As, in fairness, were Carrie Preston’s Elsbeth who, along with Lucca’s beau Colin – who frankly deserves better than her Kalinda-lite hot’n’cold schtick – is currently performing Herculean feats by redeeming the Rindell story, and Marissa and Jay who are an adorable investigating team and need to do everything together forever from now on, thank you please. If anyone’s looking for another spin-off….. J&M Investigations? Just a thought.

The Good Fight s1 ep 5

Ok, so now Kresteva’s definitely on the wrong side of annoying. But since the quid pro for that is the return of everybody’s favourite TGW eccentric REDACTED and since she’s on joyous, hilarious form and I’m delighted to see her kicking his ass, I don’t mind too much. Especially given how tremendous the case of the week is, covering as it does the “epidemic of Chicago shows,” the very real pressure being brought to bear on media outlets and First Amendment freedoms in general by the current incumbent of the White House and his cronies, and this.

Not that the fun ends there, either. Throw in the return of Gary Cole’s Kurt McVeigh (whom neither Diane nor I can resist); Diane herself getting her mojo back (if it was ever gone); Lucca getting a little sugar of her own; and all the usual awesomeness too, and we have another wildly entertaining, wonderful episode of The Good Fight. If I had to come up with a quibble, I’d say that what I assume is the running gag where any question about how or what Alicia’s doing is met with some sort of deflection or change of subject may pall in due course, but it’s early days yet and Adrian’s face when Ada interrupts this week is priceless so we’ll worry about running gags another time. TGW may have fallen off its game by the end but, right now, TGF is at the top of it.

The Good Fight s1 ep 4

This week on The Good Fight, Diane and Lucca went to bat for a client trying to recover her long-lost eggs; Mike Kresteva returned to wind everyone right up; and perpetual victim Maia was the subject of a particularly nasty, virulent strain of social media harrassment. All of which added up to a terrific episode, and a wildly entertaining one at that.
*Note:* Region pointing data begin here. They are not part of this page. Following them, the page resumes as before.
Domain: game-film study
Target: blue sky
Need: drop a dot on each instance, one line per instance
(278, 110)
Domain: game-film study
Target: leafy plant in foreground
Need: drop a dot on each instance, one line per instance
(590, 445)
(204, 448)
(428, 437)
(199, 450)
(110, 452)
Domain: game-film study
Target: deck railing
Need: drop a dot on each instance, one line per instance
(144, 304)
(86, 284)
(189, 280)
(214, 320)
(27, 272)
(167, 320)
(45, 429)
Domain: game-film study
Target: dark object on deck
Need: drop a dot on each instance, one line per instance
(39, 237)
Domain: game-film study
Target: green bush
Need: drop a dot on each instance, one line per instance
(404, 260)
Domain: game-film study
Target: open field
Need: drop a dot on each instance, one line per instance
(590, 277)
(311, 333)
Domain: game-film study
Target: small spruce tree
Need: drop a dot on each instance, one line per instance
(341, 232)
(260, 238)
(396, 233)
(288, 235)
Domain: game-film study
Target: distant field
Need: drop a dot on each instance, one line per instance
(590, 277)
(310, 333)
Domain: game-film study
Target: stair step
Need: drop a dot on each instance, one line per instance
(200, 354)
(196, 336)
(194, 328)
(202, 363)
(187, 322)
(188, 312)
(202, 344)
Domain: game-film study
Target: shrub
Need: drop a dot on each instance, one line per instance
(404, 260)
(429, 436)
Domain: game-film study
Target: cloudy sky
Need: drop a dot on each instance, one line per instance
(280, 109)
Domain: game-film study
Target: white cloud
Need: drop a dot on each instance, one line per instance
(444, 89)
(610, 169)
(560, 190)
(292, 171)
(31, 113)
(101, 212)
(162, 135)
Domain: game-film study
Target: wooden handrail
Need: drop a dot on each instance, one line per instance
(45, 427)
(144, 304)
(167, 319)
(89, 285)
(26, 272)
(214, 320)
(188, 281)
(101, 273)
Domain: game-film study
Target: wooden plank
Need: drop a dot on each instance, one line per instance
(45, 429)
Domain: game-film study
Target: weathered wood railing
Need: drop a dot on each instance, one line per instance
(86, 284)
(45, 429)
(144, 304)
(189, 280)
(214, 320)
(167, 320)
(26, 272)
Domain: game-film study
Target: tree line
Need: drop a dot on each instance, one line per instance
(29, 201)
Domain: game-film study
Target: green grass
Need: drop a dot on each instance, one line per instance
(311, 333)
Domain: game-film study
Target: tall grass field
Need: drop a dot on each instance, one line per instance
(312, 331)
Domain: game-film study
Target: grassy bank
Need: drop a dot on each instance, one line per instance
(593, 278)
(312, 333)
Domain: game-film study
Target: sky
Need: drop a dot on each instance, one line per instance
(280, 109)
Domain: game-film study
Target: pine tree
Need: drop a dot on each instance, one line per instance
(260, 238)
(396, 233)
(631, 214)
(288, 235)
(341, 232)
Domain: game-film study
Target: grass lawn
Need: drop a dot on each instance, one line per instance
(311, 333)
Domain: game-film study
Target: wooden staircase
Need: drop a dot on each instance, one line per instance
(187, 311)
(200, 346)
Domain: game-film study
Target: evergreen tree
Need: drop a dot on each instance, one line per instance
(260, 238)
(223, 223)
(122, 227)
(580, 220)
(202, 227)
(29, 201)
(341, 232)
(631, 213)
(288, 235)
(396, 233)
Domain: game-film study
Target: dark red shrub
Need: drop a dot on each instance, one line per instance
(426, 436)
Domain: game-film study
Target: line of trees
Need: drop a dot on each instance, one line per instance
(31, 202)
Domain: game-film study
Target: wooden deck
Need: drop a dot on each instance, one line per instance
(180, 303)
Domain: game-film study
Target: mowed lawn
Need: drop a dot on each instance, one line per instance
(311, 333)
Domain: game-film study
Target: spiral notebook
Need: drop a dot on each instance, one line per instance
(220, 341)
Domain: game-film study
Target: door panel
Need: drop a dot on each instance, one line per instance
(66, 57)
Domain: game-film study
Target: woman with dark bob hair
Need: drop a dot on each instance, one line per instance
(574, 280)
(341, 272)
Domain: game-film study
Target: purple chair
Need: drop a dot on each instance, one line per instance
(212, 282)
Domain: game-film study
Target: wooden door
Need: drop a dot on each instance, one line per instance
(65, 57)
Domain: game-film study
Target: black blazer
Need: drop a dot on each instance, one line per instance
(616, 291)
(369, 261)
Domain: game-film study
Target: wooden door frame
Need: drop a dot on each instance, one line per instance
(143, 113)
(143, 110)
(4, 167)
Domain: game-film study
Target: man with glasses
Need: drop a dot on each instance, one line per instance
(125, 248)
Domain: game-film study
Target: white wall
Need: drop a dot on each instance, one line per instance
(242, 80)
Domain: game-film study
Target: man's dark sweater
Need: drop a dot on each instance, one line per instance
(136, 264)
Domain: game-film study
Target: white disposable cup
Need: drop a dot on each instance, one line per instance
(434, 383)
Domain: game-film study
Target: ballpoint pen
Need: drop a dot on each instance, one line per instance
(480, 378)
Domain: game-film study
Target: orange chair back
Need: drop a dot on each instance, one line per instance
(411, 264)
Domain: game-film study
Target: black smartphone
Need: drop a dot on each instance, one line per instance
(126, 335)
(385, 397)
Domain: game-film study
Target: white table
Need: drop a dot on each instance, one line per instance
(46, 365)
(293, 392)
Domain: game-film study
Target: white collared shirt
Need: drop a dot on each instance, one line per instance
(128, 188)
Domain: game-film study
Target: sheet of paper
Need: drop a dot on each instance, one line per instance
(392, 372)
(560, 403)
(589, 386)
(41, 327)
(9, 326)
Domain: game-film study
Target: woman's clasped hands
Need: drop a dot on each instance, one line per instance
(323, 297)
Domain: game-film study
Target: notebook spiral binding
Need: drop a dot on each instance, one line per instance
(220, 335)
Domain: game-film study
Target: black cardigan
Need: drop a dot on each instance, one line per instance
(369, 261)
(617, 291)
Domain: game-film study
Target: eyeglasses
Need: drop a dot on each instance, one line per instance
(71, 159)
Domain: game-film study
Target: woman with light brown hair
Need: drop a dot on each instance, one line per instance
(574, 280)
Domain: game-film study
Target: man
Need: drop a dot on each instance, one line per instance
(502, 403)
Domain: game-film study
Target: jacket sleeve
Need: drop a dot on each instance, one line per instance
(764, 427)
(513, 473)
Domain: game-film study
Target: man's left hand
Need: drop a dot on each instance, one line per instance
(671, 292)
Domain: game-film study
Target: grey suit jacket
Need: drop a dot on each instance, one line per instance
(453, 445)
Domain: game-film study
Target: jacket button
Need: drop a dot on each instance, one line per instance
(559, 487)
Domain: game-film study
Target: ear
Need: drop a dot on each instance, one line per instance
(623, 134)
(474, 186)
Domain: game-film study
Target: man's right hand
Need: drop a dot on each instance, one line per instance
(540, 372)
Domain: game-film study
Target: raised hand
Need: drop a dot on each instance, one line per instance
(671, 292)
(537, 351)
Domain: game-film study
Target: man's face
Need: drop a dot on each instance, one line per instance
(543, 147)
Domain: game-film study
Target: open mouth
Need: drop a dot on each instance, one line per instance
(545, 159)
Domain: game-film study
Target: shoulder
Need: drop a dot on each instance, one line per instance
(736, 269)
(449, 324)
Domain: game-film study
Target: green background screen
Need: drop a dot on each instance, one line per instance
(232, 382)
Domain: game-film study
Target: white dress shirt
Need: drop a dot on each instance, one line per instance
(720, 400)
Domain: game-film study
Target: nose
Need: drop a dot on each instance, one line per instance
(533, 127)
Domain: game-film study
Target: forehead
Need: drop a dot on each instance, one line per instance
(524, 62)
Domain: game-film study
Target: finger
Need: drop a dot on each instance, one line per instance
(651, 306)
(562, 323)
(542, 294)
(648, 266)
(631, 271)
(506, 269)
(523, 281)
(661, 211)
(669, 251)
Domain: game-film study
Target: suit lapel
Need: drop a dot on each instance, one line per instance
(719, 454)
As far as the case of the week goes, I don’t know whether they were entirely correct on the law throughout and the shady director of the fertility practice got off way too easily, but overall, the story was intriguingly complicated, sensitively-handled, and leavened with a great deal of humour, as the best ones are; the judge – “Oh God, I HATE this.” Hee! – was a grumpy delight; and the gradual but unmistakable thawing of Barbara’s relationship with Diane genuinely heartening to see.
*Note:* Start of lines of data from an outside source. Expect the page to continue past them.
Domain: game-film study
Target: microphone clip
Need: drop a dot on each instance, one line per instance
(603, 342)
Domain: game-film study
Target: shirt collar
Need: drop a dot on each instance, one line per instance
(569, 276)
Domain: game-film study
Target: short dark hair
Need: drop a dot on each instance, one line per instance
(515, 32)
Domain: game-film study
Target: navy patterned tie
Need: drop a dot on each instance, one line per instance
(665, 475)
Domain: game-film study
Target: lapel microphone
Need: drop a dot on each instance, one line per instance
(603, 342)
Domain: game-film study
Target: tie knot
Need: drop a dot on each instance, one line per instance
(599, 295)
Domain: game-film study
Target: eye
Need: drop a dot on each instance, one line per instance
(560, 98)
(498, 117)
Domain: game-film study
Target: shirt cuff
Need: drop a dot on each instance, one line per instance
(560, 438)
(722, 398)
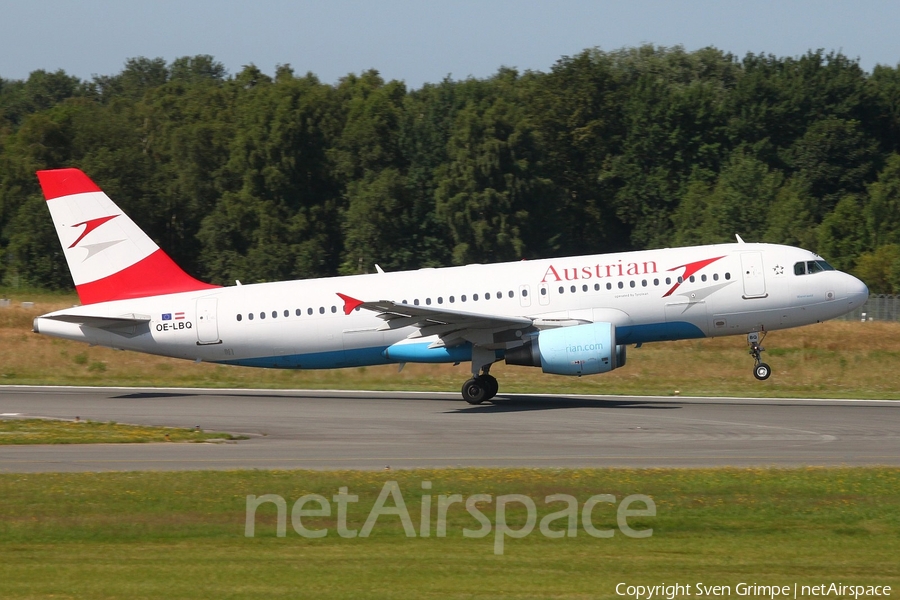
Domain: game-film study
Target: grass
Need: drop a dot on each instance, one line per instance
(181, 535)
(833, 360)
(48, 431)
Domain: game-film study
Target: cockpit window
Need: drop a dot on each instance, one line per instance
(811, 266)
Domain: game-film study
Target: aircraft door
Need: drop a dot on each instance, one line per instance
(753, 275)
(207, 328)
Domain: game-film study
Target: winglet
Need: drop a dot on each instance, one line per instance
(349, 303)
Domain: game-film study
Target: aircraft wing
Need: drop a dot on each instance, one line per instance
(451, 326)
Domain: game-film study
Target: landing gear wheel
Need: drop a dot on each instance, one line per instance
(491, 385)
(474, 391)
(762, 371)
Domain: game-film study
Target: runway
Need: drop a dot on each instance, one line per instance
(304, 429)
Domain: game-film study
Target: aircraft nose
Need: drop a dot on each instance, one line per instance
(857, 292)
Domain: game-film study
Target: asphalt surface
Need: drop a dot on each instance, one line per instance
(373, 430)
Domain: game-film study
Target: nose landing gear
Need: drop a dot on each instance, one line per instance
(760, 369)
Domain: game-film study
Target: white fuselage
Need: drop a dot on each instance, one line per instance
(727, 289)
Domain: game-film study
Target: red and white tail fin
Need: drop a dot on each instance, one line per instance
(110, 257)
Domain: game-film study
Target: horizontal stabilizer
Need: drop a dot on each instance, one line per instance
(109, 323)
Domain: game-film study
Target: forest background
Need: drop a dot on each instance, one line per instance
(261, 178)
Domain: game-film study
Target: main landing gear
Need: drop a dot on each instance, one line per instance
(760, 369)
(480, 389)
(483, 386)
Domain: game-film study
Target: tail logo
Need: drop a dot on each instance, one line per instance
(89, 226)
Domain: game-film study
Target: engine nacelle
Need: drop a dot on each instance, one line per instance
(578, 350)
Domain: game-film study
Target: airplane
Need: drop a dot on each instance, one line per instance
(567, 316)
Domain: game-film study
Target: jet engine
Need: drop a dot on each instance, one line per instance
(577, 350)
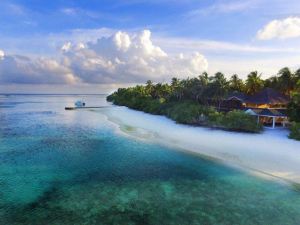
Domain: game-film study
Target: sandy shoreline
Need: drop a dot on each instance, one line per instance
(270, 152)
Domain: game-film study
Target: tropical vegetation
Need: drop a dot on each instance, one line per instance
(197, 100)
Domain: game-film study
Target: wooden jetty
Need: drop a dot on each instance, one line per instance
(85, 107)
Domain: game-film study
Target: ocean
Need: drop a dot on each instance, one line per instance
(76, 167)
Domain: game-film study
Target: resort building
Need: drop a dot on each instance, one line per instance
(268, 105)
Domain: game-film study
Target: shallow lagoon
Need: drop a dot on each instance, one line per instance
(72, 167)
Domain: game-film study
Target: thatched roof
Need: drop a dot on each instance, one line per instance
(267, 112)
(266, 96)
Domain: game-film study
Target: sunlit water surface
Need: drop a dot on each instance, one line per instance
(72, 167)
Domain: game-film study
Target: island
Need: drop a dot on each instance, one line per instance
(215, 102)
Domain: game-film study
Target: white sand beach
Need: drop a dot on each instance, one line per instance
(270, 152)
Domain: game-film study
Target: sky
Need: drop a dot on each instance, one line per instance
(68, 46)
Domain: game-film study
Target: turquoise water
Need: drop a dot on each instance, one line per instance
(71, 167)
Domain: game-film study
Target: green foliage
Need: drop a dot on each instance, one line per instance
(186, 112)
(195, 100)
(295, 131)
(240, 121)
(294, 108)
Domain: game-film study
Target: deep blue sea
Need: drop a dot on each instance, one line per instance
(72, 167)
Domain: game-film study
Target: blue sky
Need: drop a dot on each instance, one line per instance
(232, 36)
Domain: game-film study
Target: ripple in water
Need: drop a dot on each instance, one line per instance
(56, 169)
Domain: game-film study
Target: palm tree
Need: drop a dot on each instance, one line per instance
(218, 88)
(286, 81)
(236, 84)
(254, 83)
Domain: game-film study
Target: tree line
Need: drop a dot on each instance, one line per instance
(197, 100)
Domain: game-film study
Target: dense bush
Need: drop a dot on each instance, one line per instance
(240, 121)
(186, 112)
(294, 108)
(295, 131)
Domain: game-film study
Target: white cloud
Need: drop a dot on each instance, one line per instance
(21, 69)
(1, 54)
(129, 58)
(280, 29)
(119, 58)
The Mike Kresteva side of things was slightly trickier to pull off, since he can be very funny, but also very annoying, and a couple of years ago I would have been saying “there’s no way someone in politics can lie so often and so brazenly, and keep getting away with it.” Real life over the past year has taught us I was wildly wrong about that, though, and the writers did keep the Kresteva story just the right side of infuriating, this week, at any rate – his scene in Diane’s office was great fun, even if the Grand Jury business seemed a tad unlikely (for now). Still, it tied in beautifully with Maia’s story and one of the main themes of the week (and of 21st century life) – the abuse of the Internet and social media to create fake news and destroy people with it. Maia’s ex-boyfriend is obviously a reptile, and what he did unconscionable, but it’s notable that, yet again, Maia was entirely dependent on the rest of the cast to fix her problem for her – a problem that she didn’t even know she had, in fact, till, yes, somebody else explained it to her. But no matter. It was an absolute joy seeing Marissa, Jay and Ayesha help her give the ex what was coming to him, and as for the awesome Adrian channelling Will Gardner and stepping in during the confrontation by the lifts – well. I love love love this show now, and that single scene was the highlight of my week.